Effects of FRG-8701 on Gastric Acid Secretion, Gastric Mucosal Lesions by Necrotizing Agents and Experimental Gastric or Duodenal Ulcer in Rats

抄録

Effects of FRG-8701, a new histamine H₂-receptor antagonist, on gastric acid secretion, necrotizing agents-induced gastric lesions and acute gastric or duodenal ulcer in rats were studied. In lumen-perfused rats, intravenous injection of FRG-8701 reduced gastric acid secretion, and its antisecretory effect was almost equipotent to that of famotidine but the duration of action was substantially longer.

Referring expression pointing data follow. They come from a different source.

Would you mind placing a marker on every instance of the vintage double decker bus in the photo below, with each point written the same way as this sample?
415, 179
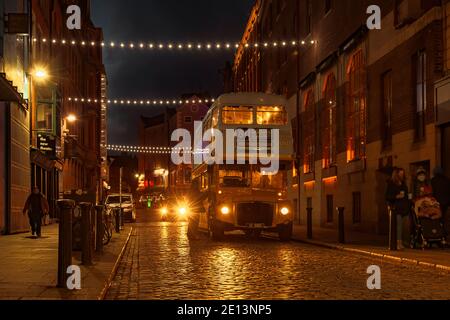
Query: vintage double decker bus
242, 196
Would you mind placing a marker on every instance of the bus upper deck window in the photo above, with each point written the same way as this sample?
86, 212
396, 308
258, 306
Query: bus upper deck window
271, 116
237, 115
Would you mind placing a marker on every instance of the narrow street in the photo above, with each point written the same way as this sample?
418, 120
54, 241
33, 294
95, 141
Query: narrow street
161, 263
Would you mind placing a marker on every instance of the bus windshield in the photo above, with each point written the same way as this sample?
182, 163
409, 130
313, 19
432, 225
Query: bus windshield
237, 115
244, 115
245, 177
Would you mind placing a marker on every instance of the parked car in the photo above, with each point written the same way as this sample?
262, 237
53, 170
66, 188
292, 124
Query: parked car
129, 209
172, 209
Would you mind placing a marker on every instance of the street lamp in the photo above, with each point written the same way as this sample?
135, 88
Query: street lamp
71, 118
40, 74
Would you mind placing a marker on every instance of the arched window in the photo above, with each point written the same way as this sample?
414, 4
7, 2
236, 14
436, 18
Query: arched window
309, 132
356, 107
329, 122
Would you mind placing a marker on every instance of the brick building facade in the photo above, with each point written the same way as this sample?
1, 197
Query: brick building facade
364, 100
73, 72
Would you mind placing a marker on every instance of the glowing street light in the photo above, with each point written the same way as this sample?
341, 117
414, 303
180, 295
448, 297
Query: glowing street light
40, 74
71, 118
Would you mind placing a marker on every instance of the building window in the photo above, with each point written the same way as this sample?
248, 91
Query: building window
386, 129
356, 209
328, 4
309, 132
309, 202
187, 176
187, 119
44, 117
329, 122
421, 94
356, 107
308, 18
330, 208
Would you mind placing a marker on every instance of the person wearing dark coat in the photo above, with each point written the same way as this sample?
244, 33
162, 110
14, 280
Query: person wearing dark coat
37, 207
196, 208
397, 198
441, 191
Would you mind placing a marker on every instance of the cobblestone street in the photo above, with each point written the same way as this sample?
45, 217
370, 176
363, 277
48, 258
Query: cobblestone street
161, 263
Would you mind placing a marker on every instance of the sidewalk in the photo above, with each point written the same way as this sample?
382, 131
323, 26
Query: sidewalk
28, 268
375, 246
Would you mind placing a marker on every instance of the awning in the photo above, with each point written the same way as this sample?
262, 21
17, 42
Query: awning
8, 92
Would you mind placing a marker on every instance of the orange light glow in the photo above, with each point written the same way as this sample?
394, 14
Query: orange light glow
330, 180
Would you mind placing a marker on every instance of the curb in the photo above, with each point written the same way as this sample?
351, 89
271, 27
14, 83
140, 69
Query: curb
113, 273
387, 257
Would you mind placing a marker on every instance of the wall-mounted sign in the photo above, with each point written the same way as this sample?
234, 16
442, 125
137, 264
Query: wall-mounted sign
47, 145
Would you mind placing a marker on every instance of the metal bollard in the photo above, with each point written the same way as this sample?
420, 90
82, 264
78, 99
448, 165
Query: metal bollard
392, 230
309, 222
117, 217
64, 240
100, 230
341, 224
86, 233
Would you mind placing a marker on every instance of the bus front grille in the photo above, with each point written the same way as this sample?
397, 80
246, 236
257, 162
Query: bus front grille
255, 213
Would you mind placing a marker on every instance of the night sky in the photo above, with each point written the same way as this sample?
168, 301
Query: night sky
152, 74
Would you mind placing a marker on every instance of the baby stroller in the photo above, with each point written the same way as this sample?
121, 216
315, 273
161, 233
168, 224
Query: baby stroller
427, 223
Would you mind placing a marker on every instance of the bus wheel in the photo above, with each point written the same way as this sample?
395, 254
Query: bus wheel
216, 231
285, 232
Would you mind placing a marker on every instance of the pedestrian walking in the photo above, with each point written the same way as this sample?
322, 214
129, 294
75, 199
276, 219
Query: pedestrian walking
421, 184
441, 191
36, 207
397, 198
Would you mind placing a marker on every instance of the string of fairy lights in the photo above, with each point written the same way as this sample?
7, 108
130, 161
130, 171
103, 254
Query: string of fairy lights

In pylorus-ligated rats, the antisecretory effect of intraduodenal FRG-8701 administration was about 7 times more potent than that of cimetidine. FRG-8701 effectively inhibited macroscopic gastric hemorrhagic lesions induced by various kinds of necrotizing agents. Intraperitoneal injection was effective in preventing the lesions as well as oral treatment. The oral ED50 values for these lesions ranged from 1.1 to 9.4 mg/kg. On the other hand, famotidine failed to reduce these lesions, and the cytoprotective effect of cimetidine was observed only in high doses compared with the doses for antisecretory activity. In addition, the cytoprotective effect of FRG-8701 was not affected by the treatment of indomethacin or N-ethylmaleimide. FRG-8701 showed antiulcer activity against stress and indomethacin gastric ulcer and mepirizole duodenal ulcer. Its antiulcer effect was 5-15 times more potent than that of cimetidine. These results indicate that FRG-8701 is a new antiulcer drug that exerts a potent cytoprotective effect in addition to its gastric antisecretory activity.